Il met aussi l’accent sur les politiques extérieures, comme la réalisation des objectifs climatiques internationaux plus larges dans le cadre de l’Accord de Paris de 2015, qui visent à réduire les émissions de réchauffement de la planète et à éviter une augmentation brutale de la température mondiale.
“Les avantages de faire quelque chose contre le changement climatique sont bons pour la santé humaine, les moyens de subsistance et aussi l’économie”, a affirmé Lee.
“L’incitation est là, mais il s’agit simplement de trouver cet investissement initial, et cela dépend uniquement des priorités.”
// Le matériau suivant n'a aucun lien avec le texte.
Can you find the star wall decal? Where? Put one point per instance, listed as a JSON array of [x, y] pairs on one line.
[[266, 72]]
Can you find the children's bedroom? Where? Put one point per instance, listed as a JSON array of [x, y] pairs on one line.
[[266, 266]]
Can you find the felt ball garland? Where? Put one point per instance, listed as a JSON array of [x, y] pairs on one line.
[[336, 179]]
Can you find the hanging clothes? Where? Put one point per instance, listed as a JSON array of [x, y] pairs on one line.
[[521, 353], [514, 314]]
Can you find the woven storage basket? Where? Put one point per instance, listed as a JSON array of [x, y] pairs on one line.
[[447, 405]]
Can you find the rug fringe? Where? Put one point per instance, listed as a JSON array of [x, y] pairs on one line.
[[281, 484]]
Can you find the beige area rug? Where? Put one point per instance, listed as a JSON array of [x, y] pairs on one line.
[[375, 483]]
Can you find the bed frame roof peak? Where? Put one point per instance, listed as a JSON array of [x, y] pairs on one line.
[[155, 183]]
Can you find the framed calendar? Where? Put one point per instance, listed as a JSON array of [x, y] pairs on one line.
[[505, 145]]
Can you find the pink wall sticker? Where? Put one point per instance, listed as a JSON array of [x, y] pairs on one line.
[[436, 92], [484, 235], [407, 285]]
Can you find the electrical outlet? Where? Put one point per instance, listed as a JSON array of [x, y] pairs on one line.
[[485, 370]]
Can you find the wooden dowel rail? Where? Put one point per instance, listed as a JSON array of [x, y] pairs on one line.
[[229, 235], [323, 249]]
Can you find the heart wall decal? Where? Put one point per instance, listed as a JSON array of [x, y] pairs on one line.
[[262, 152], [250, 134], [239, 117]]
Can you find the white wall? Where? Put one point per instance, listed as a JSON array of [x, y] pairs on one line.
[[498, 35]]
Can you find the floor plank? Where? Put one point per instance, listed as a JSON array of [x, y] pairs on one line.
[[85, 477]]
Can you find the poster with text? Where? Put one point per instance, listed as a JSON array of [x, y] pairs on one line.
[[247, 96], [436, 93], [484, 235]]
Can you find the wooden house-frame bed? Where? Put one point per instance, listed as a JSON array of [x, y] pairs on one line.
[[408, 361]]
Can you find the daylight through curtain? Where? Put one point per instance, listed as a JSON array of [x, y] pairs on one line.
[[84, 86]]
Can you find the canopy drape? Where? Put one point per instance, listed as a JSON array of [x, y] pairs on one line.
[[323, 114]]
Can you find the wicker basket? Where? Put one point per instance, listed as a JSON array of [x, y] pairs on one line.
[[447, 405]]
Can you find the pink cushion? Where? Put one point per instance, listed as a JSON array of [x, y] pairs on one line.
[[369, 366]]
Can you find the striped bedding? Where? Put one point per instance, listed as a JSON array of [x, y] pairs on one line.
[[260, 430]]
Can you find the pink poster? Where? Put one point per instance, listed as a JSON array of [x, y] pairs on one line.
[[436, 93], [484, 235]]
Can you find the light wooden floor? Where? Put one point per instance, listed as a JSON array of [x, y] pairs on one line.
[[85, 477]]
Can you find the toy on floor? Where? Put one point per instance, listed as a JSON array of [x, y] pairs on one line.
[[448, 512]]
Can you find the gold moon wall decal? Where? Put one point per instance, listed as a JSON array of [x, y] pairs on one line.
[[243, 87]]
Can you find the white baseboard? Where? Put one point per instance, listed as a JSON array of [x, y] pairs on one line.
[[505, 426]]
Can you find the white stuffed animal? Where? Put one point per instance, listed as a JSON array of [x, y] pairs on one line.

Cassandra Brooks, professeure adjointe à l’Université du Colorado à Boulder qui a fait des recherches approfondies sur les animaux marins en Antarctique, a affirmé que l’étude est “opportune et importante” pour attirer l’attention sur la menace critique de la biodiversité antarctique.
“Cette étude s’appuie sur des travaux antérieurs montrant l’urgence avec laquelle les décideurs politiques doivent agir sur le changement climatique, s’il y a une chance de sauvegarder la biodiversité de l’Antarctique”, a affirmé Brooks, qui n’est pas impliqué dans l’étude, à CNN.
Il “montre clairement que les stratégies de conservation actuelles sont insuffisantes pour faire autre chose que soutenir le déclin de la biodiversité”.
À quoi ressemblera l’élévation du niveau de la mer à travers le monde entier
Les dernières recherches arrivent quelques jours après que les négociateurs du sommet des Nations Unies sur la biodiversité à Montréal ont conclu un accord historique pour mieux protéger les écosystèmes vitaux de la planète, y compris un engagement à protéger 30% des terres et des océans d’ici 2030.
La crise climatique étant désormais la menace la plus répandue pour la biodiversité de l’Antarctique, Lee a affirmé qu’il était plus que jamais nécessaire d’influencer la politique mondiale pour sauver l’un des vastes biomes vierges de la Terre.
“Ce n’est que la pointe de l’iceberg”, a affirmé Lee.
“Nous sommes désormais à cet énorme tournant, non seulement pour l’Antarctique, mais à l’échelle mondiale, en ce qui concerne le climat. Nous avons la possibilité de l’arrêter et si nous ne faisons rien désormais, les impacts vont être bien, bien pire que ce qu’ils devraien être.”